23 ans après sa mort, les Algériens se souviennent toujours de Mohamed Boudiaf
Le 29 juin 1992, Rabah Amarouche, 62 ans à l’époque, tout jeune retraité algérien "exilé en France" depuis une trentaine d’années, regardait comme tous les soirs le journal télévisé "d’Antenne 2" : « Je me suis effondré en apprenant la nouvelle. Je ne pouvais pas croire qu'on puisse l'assassiner. Pas lui.
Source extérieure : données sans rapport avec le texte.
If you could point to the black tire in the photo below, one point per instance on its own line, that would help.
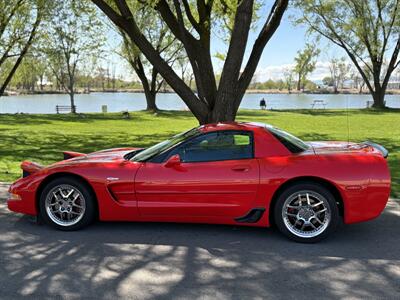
(86, 215)
(284, 222)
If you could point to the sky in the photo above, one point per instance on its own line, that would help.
(278, 54)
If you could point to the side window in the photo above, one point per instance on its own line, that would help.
(224, 145)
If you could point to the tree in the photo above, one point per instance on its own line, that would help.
(75, 33)
(164, 43)
(288, 75)
(305, 63)
(368, 31)
(19, 22)
(212, 102)
(339, 70)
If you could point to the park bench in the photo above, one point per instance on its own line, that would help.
(60, 108)
(316, 103)
(370, 103)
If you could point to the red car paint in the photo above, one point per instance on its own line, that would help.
(219, 191)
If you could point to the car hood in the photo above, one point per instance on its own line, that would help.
(326, 147)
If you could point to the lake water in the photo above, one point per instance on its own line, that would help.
(117, 102)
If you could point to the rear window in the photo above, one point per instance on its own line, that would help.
(292, 143)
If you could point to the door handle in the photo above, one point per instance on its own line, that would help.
(241, 168)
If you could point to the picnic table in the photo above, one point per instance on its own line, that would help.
(317, 103)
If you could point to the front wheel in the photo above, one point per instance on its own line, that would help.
(67, 204)
(306, 212)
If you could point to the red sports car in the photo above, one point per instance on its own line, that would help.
(227, 173)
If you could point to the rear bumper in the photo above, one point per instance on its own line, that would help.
(371, 202)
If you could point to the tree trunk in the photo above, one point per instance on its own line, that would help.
(379, 99)
(22, 54)
(299, 83)
(151, 101)
(72, 99)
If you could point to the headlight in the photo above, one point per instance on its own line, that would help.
(12, 196)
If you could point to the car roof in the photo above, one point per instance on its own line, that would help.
(232, 126)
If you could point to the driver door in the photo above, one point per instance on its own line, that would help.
(217, 176)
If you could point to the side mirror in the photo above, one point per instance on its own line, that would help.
(173, 161)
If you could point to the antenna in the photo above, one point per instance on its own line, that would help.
(347, 119)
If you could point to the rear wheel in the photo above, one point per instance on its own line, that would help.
(306, 212)
(67, 204)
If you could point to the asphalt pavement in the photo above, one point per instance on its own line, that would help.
(181, 261)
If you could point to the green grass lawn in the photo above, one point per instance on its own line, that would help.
(41, 138)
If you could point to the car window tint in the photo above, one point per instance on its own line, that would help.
(215, 146)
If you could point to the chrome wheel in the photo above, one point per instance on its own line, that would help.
(306, 214)
(65, 205)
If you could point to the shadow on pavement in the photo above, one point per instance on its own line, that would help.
(159, 260)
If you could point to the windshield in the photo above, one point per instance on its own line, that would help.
(165, 145)
(292, 143)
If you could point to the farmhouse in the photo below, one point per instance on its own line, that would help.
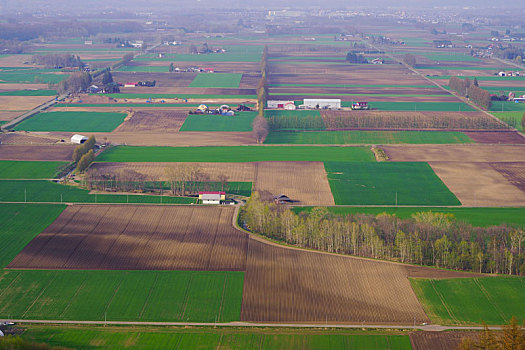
(322, 103)
(212, 197)
(289, 105)
(78, 139)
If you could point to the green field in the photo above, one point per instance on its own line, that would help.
(493, 300)
(217, 80)
(417, 106)
(190, 296)
(475, 216)
(20, 224)
(73, 122)
(29, 93)
(235, 154)
(47, 191)
(294, 120)
(10, 169)
(403, 183)
(504, 106)
(241, 121)
(214, 338)
(366, 137)
(511, 118)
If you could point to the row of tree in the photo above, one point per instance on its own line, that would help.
(470, 89)
(427, 238)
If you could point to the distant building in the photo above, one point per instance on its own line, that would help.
(212, 197)
(78, 139)
(311, 103)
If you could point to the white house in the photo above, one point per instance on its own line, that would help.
(322, 103)
(212, 197)
(78, 139)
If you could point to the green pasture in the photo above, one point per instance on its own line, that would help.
(235, 154)
(366, 137)
(185, 296)
(217, 80)
(481, 217)
(241, 121)
(464, 301)
(213, 338)
(29, 93)
(47, 191)
(73, 122)
(20, 224)
(511, 118)
(10, 169)
(387, 183)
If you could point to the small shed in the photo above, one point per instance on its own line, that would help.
(78, 139)
(213, 197)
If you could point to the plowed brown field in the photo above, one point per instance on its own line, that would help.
(513, 172)
(138, 238)
(154, 121)
(304, 182)
(36, 152)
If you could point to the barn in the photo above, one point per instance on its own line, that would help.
(213, 197)
(78, 139)
(322, 103)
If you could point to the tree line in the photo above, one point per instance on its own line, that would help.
(471, 90)
(427, 238)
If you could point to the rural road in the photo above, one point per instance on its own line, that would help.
(428, 328)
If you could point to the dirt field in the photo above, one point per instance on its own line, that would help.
(447, 340)
(138, 238)
(304, 182)
(154, 121)
(285, 285)
(455, 153)
(513, 172)
(478, 184)
(21, 103)
(509, 138)
(242, 172)
(40, 152)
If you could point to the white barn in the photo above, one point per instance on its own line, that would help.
(78, 139)
(322, 103)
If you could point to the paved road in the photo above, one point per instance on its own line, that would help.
(428, 328)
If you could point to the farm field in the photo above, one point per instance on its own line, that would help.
(493, 300)
(41, 152)
(29, 170)
(138, 238)
(366, 137)
(20, 224)
(73, 122)
(511, 118)
(209, 338)
(47, 191)
(235, 154)
(410, 183)
(474, 216)
(242, 121)
(194, 296)
(213, 80)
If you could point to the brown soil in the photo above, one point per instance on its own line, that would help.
(513, 172)
(455, 153)
(154, 121)
(447, 340)
(242, 172)
(304, 182)
(478, 184)
(138, 238)
(508, 137)
(36, 152)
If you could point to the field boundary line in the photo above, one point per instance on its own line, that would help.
(489, 298)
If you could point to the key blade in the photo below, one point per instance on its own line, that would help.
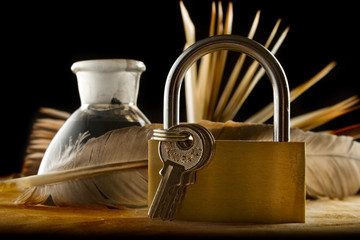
(171, 177)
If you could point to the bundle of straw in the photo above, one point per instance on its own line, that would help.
(202, 86)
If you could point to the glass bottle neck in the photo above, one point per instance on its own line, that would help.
(108, 88)
(109, 81)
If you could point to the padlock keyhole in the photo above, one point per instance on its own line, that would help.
(187, 144)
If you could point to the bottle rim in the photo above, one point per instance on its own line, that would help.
(108, 65)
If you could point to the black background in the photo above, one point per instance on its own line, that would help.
(41, 41)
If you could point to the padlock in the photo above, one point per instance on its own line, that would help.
(246, 181)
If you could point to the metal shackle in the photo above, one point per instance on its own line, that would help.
(266, 59)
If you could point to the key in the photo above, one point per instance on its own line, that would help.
(181, 161)
(189, 177)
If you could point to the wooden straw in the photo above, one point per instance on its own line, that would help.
(190, 76)
(204, 70)
(220, 62)
(213, 66)
(234, 74)
(247, 83)
(319, 117)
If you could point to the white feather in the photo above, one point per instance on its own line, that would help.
(123, 188)
(332, 165)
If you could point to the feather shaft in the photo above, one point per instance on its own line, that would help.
(66, 175)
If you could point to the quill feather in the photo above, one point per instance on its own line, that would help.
(332, 165)
(100, 183)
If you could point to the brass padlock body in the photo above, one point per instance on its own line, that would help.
(246, 181)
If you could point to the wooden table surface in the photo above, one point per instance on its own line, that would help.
(324, 217)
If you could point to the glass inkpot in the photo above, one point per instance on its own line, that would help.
(108, 90)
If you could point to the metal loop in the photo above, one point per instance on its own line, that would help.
(239, 44)
(169, 136)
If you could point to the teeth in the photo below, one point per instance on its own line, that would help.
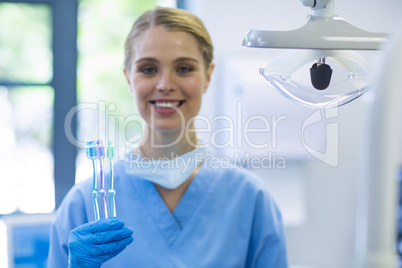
(170, 104)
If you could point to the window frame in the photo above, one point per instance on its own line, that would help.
(64, 83)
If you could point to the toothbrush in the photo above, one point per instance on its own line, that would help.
(100, 154)
(111, 192)
(91, 154)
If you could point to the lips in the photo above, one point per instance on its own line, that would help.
(166, 106)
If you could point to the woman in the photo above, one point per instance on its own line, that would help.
(193, 215)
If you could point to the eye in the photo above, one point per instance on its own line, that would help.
(184, 69)
(148, 70)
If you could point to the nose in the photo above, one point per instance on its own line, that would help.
(166, 82)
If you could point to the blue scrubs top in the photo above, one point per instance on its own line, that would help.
(226, 218)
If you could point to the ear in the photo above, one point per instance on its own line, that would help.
(210, 70)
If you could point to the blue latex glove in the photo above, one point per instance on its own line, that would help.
(94, 243)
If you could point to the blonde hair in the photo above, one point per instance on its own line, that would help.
(171, 19)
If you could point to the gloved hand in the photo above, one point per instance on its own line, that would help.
(94, 243)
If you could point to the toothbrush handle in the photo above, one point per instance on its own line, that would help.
(111, 192)
(102, 193)
(112, 203)
(95, 194)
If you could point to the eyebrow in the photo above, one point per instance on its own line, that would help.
(150, 59)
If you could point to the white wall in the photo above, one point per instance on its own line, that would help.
(325, 238)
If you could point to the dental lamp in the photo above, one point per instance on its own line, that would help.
(327, 36)
(323, 36)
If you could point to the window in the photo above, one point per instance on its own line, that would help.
(40, 85)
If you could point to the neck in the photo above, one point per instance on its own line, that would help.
(157, 144)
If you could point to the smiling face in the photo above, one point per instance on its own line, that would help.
(167, 78)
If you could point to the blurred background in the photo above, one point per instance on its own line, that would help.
(62, 84)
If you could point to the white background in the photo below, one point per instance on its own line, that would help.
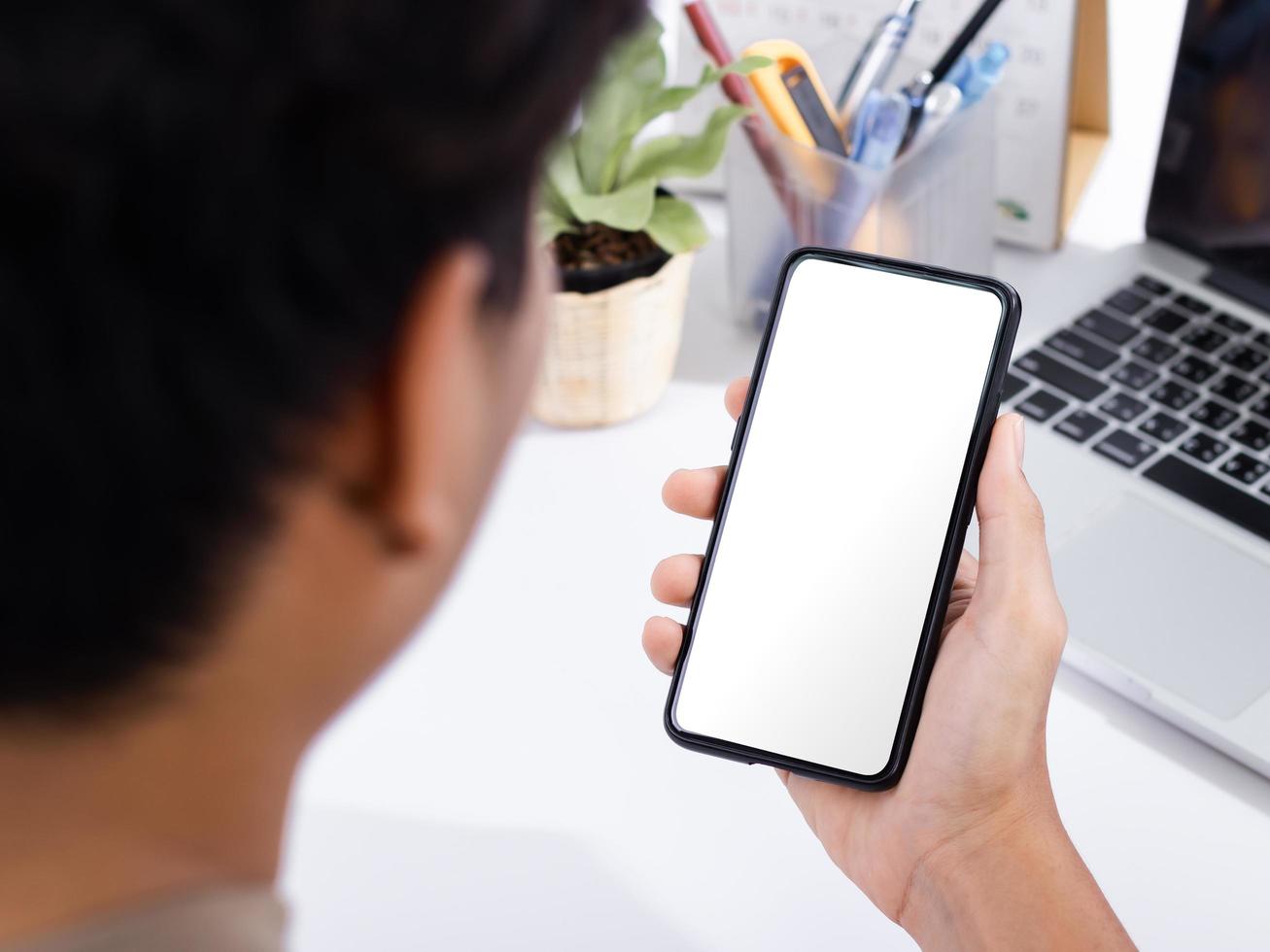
(507, 785)
(823, 574)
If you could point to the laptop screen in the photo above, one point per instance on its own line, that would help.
(1212, 189)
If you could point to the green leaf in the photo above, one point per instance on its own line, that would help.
(675, 224)
(562, 170)
(627, 210)
(674, 98)
(612, 111)
(690, 156)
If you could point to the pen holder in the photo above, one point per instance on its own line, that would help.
(935, 205)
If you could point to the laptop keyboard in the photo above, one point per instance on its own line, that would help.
(1166, 385)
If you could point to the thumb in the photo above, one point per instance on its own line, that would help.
(1013, 555)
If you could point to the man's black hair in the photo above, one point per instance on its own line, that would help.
(212, 214)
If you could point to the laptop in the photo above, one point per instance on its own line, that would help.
(1146, 376)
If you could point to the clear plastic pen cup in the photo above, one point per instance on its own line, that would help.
(935, 205)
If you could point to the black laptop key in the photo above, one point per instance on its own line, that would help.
(1245, 468)
(1233, 390)
(1082, 351)
(1041, 405)
(1252, 434)
(1128, 301)
(1013, 388)
(1207, 491)
(1107, 326)
(1204, 447)
(1125, 448)
(1134, 376)
(1213, 415)
(1204, 339)
(1152, 286)
(1154, 349)
(1162, 426)
(1080, 425)
(1194, 369)
(1123, 406)
(1192, 303)
(1244, 358)
(1055, 373)
(1166, 322)
(1233, 323)
(1174, 395)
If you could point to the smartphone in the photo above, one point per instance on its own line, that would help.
(843, 512)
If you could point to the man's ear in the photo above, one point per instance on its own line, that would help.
(433, 402)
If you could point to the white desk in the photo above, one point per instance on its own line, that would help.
(507, 783)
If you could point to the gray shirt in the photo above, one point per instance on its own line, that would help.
(212, 920)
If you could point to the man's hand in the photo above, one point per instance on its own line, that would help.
(977, 781)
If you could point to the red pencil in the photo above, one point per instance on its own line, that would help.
(737, 89)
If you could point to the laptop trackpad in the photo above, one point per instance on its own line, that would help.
(1171, 603)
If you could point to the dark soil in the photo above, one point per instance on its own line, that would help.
(602, 247)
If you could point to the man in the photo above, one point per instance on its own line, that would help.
(271, 315)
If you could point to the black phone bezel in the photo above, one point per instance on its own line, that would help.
(959, 521)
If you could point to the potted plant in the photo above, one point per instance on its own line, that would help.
(623, 243)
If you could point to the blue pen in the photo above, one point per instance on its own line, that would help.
(879, 129)
(875, 61)
(983, 74)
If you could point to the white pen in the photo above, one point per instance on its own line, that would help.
(875, 60)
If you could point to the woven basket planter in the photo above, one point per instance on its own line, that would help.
(610, 355)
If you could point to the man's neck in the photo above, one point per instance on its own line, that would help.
(116, 816)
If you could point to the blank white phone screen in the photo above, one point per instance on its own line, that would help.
(826, 563)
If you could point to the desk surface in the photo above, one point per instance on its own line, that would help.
(507, 783)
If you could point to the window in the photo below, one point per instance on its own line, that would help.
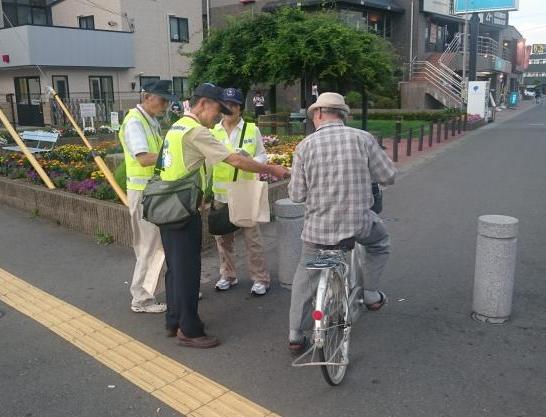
(179, 29)
(181, 87)
(60, 84)
(101, 89)
(147, 79)
(86, 22)
(26, 12)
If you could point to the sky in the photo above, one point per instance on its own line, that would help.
(530, 20)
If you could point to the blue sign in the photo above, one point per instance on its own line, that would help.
(514, 99)
(475, 6)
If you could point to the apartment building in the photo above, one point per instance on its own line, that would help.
(99, 51)
(535, 74)
(423, 32)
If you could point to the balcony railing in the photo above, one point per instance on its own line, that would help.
(66, 47)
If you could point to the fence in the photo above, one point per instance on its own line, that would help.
(417, 138)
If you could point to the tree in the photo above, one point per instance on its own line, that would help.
(289, 45)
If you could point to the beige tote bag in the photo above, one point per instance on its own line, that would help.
(248, 203)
Comme tous les Algériens, je croyais tellement en cet homme », dit-il toujours ému, 23 ans après le drame qui a ébranlé toute l’Algérie.
Le 29 juin 1992, Mohamed Boudiaf, l'un des pères de la "révolution algérienne", membre fondateur du Front de libération nationale (FLN), un des chefs historiques de la guerre d'indépendance de l'Algérie, meurt, criblé de balles. Filmé en direct par la télévision nationale, il s'écroule à la tribune de la maison de la Culture d'Annaba après qu'un homme en uniforme, surgi de derrière un rideau, eut vidé sur lui son pistolet-mitrailleur. Un assassinat qui survient en pleine crise politique.
Le 26 décembre 1991, le Front Islamique du Salut (FIS) remporte le premier tour des élections législatives. Une victoire qui ne fait pas plaisir à tout le monde, surtout au pouvoir algérien qui décide d'interrompre le processus démocratique (le tribunal d'Alger ordonne la dissolution en mars 1992). Le président en exercice Chadli Benjedid est contraint à la démission.
En janvier 1992, le pouvoir fait appel à Mohamed Boudiaf, exilé au Maroc depuis 1964. Boudiaf, auréolé d'une "légitimité historique" est perçu comme l’homme providentiel, capable de sortir le pays de la crise politique et institutionnelle. Boudiaf devient alors le président du Haut Conseil d’Etat, un gouvernement de transition. Les choses vont très mal en Algérie. C’est le début de la "décennie noire" où les attentats se succèdent. La terreur s’installe dans le quotidien des Algériens.
Le pouvoir s'est trompé sur Boudiaf qui croyait trouver en lui un homme docile. Certes, l'ancien révolutionnaire soutient de toutes ses forces la lutte contre les "islamistes", mais il entend aussi ne pas être un faire-valoir et surtout ne pas fermer les yeux sur la corruption qui mine l'Algérie. Boudiaf répéte à qui veut l'entendre qu'il n'hésitera pas à « claquer la porte si on ne le laisse pas travailler ».
Mohamed Boudiaf est profondément persuadé que les choses bougeront vraiment quand il en aura « les moyens », quand il sera un Président élu et non pas désigné.
Pour beaucoup d'Algériens, comme M'Barek, 72 ans, habitant de Toulouse, Boudiaf aurait été tué parce qu'il « devenait trop dangereux pour le pouvoir qui redoutait de le voir accéder à la présidence ». « Sa mort était plus facile à gérer que son éventuel départ », confirmeront plusieurs de ses proches.
« Boumaârafi (NDLR, son assassin) est l'exécutant d'autres commanditaires qui actuellement ne sont nullement inquiétés et continuent d'exercer leurs fonctions aux plus hauts niveaux de l'État » assure de son côté sa veuve, Fatiha Boudiaf.
Said, 38 ans, marseillais d'adoption est persuadé que « ce sont les militaires qui l'ont assassiné parce qu’il avait évoqué des centaines de dossiers où étaient impliqués des hommes de pouvoir ». « C’est dommage parce qu’il aurait pu mettre l’Algérie sur de bons rails. Lui permettre de devenir un vrai pays démocratique et faire en sorte qu’il se développe économiquement », regrette-il, amer. Avant de conclure : « Boudiaf manque à toute l'Algérie parce qu'on a l'impression qu'il était le seul à être intègre ».